Trading Standards for Online Shopping
Customers who purchase goods or services online are protected by the Sale of Goods Act and the Supply of Good and Services Act, just as those who shop on the high street, but they also have additional rights that are provided by the Consumer Protection (Distance Selling) Regulations 2000 and by the Consumer Contracts (Information, Cancellation and Additional Charges) Regulations 2013. These cover any purchase that is made without face to face contact, including purchases made using the Internet. These extra legal rights apply to both new and second hand goods.
Purchases that are not covered by the regulations
There is a list of purchases that are exempt from the Consumer Contracts (Information, Cancellation and Additional Charges) Regulations 2013. These include financial services, package holidays, gambling and property purchase or rental.
Customers must be given pre-contract information with a clear description of the goods or services provided before the purchase is made. They must also receive contract information after they have made a purchase. Any additional payments, such as insurance policies, must not be shown as pre-ticked boxes but must be expressly agreed. Any phone calls to a trader about the contract must not be charged at more than a basic rate. Pre-contract information is not a requirement for passenger transport services such as air tickets or train tickets, or for any NHS products or services, whether free or on prescription.
Certain pieces of information about the trader must be provided in an easily accessible way. These include their full business name, their geographical address, email address, VAT number and any professional qualifications and trade association memberships. Prices displayed must be clear and include delivery costs and tax information. If the order is being placed using an electronic device that cannot display all this information, it must be available elsewhere, such as on a website.

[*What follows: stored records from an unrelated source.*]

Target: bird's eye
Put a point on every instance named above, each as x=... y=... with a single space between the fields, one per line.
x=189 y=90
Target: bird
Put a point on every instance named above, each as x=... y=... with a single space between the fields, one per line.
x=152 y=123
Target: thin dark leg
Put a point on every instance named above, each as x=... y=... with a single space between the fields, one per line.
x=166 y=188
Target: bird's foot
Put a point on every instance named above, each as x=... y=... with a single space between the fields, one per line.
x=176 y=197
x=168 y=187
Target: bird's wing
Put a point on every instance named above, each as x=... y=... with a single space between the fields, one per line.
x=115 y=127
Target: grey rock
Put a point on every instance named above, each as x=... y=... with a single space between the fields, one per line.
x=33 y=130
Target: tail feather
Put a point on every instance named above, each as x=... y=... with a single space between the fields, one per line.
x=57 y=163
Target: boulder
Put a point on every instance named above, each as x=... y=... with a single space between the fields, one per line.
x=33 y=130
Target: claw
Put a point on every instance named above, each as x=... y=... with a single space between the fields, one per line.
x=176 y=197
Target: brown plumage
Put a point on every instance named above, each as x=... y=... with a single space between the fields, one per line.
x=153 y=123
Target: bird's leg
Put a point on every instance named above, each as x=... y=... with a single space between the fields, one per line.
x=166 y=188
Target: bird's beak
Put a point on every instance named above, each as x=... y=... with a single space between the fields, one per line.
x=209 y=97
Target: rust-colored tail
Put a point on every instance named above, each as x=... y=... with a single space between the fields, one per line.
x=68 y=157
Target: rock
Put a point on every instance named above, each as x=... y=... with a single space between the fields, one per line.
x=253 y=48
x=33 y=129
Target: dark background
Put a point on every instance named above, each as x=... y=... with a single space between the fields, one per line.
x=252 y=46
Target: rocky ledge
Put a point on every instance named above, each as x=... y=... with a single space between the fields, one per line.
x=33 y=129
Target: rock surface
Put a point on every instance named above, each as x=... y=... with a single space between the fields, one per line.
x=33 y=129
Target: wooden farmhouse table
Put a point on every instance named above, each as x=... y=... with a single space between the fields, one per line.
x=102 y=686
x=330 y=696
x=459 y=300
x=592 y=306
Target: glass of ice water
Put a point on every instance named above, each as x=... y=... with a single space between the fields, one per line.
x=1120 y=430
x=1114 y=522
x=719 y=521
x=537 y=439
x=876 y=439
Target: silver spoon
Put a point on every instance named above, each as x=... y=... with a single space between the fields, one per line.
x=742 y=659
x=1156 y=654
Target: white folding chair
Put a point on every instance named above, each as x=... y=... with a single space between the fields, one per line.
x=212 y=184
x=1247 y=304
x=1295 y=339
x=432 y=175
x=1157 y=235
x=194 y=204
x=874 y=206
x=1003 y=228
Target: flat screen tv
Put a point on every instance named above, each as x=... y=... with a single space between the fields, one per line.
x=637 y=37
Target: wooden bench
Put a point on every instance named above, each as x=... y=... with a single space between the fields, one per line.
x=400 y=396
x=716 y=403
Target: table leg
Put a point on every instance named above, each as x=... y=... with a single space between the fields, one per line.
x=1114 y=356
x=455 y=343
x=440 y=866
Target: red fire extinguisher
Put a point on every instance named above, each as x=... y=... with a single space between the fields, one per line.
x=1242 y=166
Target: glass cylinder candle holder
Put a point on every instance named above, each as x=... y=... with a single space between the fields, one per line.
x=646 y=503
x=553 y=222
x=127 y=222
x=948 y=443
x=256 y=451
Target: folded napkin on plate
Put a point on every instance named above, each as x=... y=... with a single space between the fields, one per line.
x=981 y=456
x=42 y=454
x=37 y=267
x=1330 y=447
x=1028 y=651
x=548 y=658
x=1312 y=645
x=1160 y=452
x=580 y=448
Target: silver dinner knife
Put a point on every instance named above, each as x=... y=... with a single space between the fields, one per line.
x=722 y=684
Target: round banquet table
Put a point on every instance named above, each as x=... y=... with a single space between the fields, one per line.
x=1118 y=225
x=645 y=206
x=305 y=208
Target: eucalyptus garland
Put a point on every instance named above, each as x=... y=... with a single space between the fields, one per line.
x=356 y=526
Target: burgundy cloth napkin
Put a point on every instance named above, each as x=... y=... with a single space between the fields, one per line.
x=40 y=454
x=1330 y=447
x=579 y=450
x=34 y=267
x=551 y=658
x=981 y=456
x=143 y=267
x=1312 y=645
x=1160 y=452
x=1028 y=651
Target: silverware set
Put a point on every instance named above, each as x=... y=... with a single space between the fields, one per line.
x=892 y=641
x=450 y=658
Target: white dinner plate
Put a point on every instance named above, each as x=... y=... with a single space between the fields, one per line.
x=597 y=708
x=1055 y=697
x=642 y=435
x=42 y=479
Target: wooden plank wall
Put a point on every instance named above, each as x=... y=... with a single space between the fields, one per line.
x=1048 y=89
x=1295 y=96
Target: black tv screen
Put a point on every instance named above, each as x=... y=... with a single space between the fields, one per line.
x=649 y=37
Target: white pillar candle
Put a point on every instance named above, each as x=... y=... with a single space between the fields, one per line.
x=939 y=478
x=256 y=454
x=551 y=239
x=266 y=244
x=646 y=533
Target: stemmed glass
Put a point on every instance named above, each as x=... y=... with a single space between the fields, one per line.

The trader must give additional information when you place an order online, including the steps that are needed to finalise your contract with a clear indication of the point at which the customer is committed to buying the goods or services. There must be a facility to find and correct any errors in the information given by the customer, and if this is not provided, they have the right to rescind the contract. The trader must inform the consumer if they will be keeping the final contract and if they will give access to it, give details of relevant codes of conduct and terms and conditions and must specify the languages in which the contract can be finalised. An online order must be electronically acknowledged without too much delay, although if an electronic service is purchased, the delivery will count as an acknowledgement.
If the required information is not given, the trader may have committed an offence and can be reported to Trading Standards.
Online purchases have a 14-day 'cooling off period' when the customer has the right to cancel at no charge and receive a refund. There are several exemptions that do not have a right to cancel, including:
- personalised goods or items that have been made to a specification
- vehicle rental
- restaurant bookings
- theatre tickets
- courier services
- goods that can deteriorate quickly, such as flowers or foodstuffs
- visits from traders to undertake urgent repairs or maintenance
- sealed goods that have been opened and cannot be returned for health and hygiene reasons
- sealed computer software, audio and video recording that have been opened after delivery
- digital content cannot be cancelled if it has been streamed or downloaded during the cancellation period, as long as the customer has clearly acknowledged this and given their express consent
The regulations give customers the right to have goods supplied within 30 days after the order is placed unless they agree to a different date. They are entitled to a refund if goods do not arrive by the agreed date, or within 30 days, as long as they have made the trader aware before making the contract that timing is essential. If unsolicited goods are delivered that have not been requested, the consumer has the right to keep these at no charge.
Online verification schemes
There are a number of schemes designed to reassure the consumer that the site they are purchasing from meets online trading standards, such as Trusted Shops and Verisign. An online shop that is certified by Trusted Shops will display the European Trustmark to show that they meet a set of criteria for quality and buyer protection and will offer a money-back guarantee regardless of the payment method. A site that displays a Verisign Trust Seal will have been verified by VeriSign as passing a daily malware scan, using encryption and displaying correct business information and is secured by a VeriSign SSL Certificate.